In March of 1865, the largest, most heavily-armed column of cavalrymen ever assembled on the North American continent set out on a campaign to pierce the hollow shell of what was left of the Southern Confederacy. Major General James Wilson led his three divisions of Yankee horse soldiers, bristling with seven-shot Spencer repeating carbines, Model 1860 light cavalry sabres and a variety of revolvers, deep into Alabama, scattering his outnumbered and undergunned opposition like chaff before the winds of victory.
Wilson's raid is often cited as a demonstration of the industrial and military might of the Union, which assured Confederate defeat.
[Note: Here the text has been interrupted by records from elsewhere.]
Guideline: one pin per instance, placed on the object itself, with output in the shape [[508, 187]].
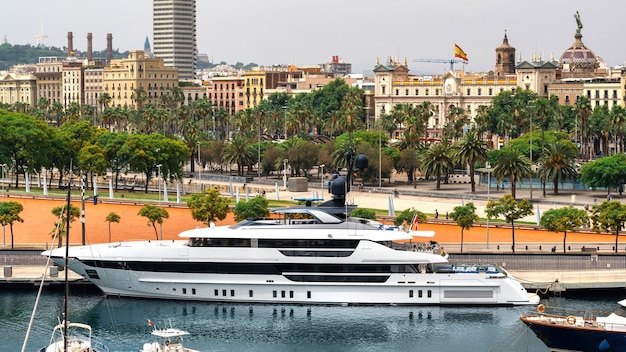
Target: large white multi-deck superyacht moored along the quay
[[302, 255]]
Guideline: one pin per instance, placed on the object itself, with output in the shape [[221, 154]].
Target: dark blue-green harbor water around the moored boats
[[122, 324]]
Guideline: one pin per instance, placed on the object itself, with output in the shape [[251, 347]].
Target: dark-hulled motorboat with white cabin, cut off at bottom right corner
[[580, 332]]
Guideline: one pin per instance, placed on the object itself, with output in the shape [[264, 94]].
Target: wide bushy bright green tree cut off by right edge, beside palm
[[608, 172]]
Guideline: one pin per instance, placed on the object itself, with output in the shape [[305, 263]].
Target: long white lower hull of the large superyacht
[[396, 289]]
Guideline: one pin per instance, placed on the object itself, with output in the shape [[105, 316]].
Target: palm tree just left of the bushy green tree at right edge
[[557, 165]]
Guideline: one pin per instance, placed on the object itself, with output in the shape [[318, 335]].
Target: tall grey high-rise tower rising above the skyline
[[174, 31]]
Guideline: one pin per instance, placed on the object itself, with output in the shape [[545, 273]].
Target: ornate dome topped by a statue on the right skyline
[[578, 58]]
The Spencer repeater has long been touted as a symbol of that superiority. There was much more to Wilson's success than Spencers, however. The Federal troopers who trotted towards Selma in that high spring of 1865 were experienced, well-trained and superbly-led, attributes at least as important as their carbines, which, for many of them, were recent acquisitions. The confident Yankee cavalrymen of 1865 were as unlike their bumbling, poorly-armed selves of 1861 as they were soldiers from another era—another world.
When war fever swept the nation following the attack on Fort Sumter, United States government stores held 4,076 muzzle-loading and breech‐ loading carbines. Since the strength of a cavalry regiment was 1,000 or more men at muster-in, it was readily apparent that the available supply of weapons would be rapidly depleted if volunteer horse soldiers rushed to the colors.